We were between a pilot car and a tractor trailer whose huge load was half a modular home covering the full lane. Fortunately, he stayed well back for suddenly a deer popped up onto the far lane. Narrowly missed by a truck coming towards it, the deer continued to cross unsteadily in front of us. I tromped on the brake pedal and thanked the makers of our Toyota Rav for brakes that brought us to a smooth stop in a remarkably short distance. What a scary close call!
Pleasant activities filled our days, but thanks to the weather, golfing kept being delayed. When shopping, we noticed how each store had its own system to encourage social distancing, masks or not, gloves essential for bulk foods.
Now I’ll explain the earlier reference to Wedding Reception #3. First came the actual wedding in Prince George, but with “less than 50” being the rule, only family and closest friends attended, in its outdoor, lakeside setting.
A week later, other Prince George friends attended an indoor reception there. Our event came a week after that one, and was held in the spacious shop at the groom’s parents’ ranch at Big Lake, for more Williams Lake friends. Here, safe from threatening raindrops, was the bride in her splendid gown for its third airing!
Wedding decorations and photos, now transforming that workshop into a pretty hall, had also already been used twice. In a video of the wedding ceremony, we could hear the rain pouring down. “We were drenched!” grandma Joan had told us. With perfect timing, the answer to the question, “If anyone knows any reason this couple should not be married, speak now or — ” was a loud clap of thunder!
Sunday reintroduced us to blue sky and sunshine. Much chatter and laughter accompanied our morning coffee, make that brunch, provided by my sister in Quesnel. Reluctantly I had decided not to visit other friends in that city, my first home in B.C., so we next drove to Richbar Golf Club and Nursery.
“Oh no!” Joan exclaimed upon noticing that no power carts were in sight.
“Although today is clear, the course is too wet and soft from so much rain we simply cannot risk having ruts,” explained the friendly lass. “We can’t even make exceptions for disabled customers.”
Goodbye to the hope that John would drive still-recuperating me around that most attractive site so Joan and I could both play. We consoled ourselves by eating wings at Wings!
Monday, our final full day, saw almost blue skies, so our golf clubs were put to good use at last on the Williams Lake course. The power cart took Joan and I up hill and down dale as we chased that wily ball over 18 challenging holes. For some strange reason we like doing that!
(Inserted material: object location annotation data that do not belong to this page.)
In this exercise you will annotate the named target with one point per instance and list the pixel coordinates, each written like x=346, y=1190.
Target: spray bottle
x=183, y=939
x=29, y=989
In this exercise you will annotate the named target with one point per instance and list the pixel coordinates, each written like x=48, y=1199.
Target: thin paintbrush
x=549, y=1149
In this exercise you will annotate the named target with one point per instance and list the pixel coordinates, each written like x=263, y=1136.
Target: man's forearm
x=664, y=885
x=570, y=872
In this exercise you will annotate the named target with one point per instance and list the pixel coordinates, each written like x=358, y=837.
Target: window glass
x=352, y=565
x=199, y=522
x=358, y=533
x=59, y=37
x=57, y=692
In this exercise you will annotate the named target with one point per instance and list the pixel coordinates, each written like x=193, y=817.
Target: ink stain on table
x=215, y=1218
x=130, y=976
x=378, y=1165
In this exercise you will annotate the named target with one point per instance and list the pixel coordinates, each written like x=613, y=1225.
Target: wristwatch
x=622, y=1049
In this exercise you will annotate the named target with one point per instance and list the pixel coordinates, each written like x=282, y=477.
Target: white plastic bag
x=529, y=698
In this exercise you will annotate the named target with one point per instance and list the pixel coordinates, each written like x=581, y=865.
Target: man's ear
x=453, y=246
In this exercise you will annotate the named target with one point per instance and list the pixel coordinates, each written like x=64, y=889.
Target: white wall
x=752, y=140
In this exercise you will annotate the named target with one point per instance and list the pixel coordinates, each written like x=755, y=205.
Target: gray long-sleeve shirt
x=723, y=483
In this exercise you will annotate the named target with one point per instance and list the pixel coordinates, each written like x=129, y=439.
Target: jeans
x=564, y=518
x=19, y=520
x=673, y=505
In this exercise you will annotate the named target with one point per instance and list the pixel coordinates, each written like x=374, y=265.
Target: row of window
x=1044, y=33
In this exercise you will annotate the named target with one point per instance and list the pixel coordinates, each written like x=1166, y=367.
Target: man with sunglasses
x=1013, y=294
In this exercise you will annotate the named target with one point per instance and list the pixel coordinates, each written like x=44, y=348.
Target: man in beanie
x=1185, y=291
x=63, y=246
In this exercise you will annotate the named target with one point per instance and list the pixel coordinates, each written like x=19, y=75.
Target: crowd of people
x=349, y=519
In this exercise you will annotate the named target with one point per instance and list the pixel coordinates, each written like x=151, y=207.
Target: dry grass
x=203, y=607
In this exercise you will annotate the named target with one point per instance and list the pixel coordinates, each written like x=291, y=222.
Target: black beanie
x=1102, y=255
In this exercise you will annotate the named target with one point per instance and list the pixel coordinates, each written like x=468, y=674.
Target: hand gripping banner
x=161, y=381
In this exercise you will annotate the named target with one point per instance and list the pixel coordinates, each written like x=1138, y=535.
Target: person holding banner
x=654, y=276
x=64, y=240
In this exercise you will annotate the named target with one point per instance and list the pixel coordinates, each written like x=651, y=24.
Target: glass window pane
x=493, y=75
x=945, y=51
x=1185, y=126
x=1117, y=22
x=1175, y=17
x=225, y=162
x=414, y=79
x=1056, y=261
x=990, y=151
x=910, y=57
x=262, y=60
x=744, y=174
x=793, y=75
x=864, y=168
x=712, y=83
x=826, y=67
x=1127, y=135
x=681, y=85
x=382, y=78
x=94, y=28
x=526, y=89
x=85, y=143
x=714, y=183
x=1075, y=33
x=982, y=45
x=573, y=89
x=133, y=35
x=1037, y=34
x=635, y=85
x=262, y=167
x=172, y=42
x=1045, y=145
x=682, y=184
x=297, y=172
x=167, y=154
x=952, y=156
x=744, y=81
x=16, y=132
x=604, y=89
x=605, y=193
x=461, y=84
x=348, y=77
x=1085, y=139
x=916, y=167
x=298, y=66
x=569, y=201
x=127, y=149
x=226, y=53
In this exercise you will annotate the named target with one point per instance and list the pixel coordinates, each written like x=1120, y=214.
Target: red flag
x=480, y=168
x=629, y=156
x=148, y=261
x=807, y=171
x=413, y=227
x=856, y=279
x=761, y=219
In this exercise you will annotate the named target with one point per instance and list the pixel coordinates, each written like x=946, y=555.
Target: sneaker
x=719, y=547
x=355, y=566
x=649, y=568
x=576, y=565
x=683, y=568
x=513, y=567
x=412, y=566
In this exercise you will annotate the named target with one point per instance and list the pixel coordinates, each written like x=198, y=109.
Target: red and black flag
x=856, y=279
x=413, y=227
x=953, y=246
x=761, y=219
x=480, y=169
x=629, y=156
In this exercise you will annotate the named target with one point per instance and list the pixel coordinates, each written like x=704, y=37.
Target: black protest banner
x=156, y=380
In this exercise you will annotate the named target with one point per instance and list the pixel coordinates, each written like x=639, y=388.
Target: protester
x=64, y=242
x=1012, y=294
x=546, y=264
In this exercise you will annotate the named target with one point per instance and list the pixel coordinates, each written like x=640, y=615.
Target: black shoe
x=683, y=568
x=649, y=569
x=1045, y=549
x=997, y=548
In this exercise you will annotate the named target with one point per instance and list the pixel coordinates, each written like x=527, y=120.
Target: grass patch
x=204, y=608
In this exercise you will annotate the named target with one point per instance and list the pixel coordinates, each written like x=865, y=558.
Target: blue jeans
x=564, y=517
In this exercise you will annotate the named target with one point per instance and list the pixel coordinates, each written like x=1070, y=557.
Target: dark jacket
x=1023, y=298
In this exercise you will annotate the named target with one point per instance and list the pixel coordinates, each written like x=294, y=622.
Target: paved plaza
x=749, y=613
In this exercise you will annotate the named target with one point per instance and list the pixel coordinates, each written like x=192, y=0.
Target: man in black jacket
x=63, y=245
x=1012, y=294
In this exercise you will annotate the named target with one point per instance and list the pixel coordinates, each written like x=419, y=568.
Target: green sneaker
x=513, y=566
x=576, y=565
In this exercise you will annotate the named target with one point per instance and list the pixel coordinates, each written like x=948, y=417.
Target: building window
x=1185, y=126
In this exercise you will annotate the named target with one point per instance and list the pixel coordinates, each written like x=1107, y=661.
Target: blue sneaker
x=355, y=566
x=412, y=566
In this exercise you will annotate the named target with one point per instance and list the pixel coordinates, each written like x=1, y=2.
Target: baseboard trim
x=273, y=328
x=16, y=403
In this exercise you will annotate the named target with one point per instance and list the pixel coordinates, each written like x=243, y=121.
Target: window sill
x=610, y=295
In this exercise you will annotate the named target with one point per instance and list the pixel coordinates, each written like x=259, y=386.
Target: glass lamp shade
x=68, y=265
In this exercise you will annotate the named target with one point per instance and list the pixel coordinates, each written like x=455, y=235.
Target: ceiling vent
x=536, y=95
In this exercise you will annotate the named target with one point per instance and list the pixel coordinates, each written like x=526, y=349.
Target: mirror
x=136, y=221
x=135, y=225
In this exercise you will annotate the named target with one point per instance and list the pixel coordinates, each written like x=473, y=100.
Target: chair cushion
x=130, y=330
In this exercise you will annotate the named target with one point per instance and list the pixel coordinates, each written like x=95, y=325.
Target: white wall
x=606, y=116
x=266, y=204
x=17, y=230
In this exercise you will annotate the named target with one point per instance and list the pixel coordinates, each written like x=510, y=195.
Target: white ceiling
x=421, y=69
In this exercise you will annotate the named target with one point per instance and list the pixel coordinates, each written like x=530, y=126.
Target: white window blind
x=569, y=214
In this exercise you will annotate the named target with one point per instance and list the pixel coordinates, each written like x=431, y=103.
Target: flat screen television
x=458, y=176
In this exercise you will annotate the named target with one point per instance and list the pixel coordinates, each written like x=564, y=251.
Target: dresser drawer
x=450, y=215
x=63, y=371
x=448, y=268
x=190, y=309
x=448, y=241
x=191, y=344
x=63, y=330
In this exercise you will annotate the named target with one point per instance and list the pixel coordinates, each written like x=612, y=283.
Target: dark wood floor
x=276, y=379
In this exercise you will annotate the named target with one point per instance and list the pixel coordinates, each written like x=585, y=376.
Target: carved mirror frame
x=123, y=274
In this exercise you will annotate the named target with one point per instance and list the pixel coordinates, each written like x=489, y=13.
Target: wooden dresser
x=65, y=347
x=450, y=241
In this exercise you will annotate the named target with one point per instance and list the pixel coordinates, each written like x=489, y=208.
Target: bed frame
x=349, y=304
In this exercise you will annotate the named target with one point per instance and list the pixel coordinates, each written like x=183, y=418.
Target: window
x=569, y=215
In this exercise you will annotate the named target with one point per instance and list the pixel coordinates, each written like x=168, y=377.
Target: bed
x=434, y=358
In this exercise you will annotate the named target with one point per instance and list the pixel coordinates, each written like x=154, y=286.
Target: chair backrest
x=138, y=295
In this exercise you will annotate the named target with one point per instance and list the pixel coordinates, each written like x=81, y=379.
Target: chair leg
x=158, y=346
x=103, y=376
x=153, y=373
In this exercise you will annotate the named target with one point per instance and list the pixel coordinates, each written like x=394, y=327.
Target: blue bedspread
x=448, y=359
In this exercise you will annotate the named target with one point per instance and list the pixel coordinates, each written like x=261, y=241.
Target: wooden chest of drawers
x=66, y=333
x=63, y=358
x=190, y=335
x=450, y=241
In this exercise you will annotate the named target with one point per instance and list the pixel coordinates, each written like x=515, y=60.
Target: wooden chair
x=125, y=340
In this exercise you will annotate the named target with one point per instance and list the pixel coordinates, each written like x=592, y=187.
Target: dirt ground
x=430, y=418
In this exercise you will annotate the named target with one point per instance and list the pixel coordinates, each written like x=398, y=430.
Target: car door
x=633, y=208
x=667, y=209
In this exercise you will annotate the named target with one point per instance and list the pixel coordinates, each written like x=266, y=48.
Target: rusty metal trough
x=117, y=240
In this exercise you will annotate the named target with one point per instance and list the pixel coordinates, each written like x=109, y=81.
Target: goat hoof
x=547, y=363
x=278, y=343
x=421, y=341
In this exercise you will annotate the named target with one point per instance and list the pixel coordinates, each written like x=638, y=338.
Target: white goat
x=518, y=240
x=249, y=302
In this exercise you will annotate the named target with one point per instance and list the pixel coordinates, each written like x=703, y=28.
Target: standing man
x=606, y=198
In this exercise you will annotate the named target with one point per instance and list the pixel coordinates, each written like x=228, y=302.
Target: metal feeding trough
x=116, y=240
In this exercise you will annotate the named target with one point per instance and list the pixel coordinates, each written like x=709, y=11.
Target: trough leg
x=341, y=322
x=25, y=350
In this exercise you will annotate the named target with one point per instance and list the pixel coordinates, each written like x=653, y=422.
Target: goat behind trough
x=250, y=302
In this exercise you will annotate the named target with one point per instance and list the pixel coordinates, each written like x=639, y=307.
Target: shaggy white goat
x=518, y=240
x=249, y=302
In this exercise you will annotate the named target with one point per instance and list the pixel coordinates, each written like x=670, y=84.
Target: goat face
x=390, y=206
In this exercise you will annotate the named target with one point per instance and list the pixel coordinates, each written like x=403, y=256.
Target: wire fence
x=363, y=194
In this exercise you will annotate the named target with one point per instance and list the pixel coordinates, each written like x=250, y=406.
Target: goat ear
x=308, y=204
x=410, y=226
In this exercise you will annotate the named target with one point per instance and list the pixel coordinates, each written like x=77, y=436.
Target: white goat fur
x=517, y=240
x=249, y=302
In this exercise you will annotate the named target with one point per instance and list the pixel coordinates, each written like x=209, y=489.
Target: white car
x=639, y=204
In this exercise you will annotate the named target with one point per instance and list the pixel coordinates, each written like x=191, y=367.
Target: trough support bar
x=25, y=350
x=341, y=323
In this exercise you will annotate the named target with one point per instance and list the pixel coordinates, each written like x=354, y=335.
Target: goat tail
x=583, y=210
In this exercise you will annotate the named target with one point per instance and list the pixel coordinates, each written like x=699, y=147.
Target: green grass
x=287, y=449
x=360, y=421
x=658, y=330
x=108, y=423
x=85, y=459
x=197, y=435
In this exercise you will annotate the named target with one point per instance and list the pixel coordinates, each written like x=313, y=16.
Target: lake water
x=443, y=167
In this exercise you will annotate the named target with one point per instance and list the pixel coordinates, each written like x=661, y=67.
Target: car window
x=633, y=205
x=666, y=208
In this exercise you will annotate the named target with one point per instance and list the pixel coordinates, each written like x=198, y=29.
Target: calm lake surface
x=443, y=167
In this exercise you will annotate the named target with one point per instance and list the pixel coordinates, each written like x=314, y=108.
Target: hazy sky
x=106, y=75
John and I saw more wildlife on the way home, with no dramatics this time. Taking the rural route past the west end of Horse Lake, a mama deer was running (safely) towards us, wee one still in spots, behind her. When I slowed down, it stopped and stared at us inquisitively. John wouldn’t let me kidnap this cutie, so away we went, leaving the fawn to catch up to its mother.
We’d seen a female moose in fading daylight upon our return from Wedding Reception #3, and on Highway 24 we saw its counterpart. Crossing slowly in front of us, this huge male gave us plenty of time to inspect its wide antlers.
P.S., with three minutes of scribble time left after writing the above draft of my potential Trekking Tale, I had just enough time to think of a title before the sharing and discussion of our efforts to “Silent Write” began.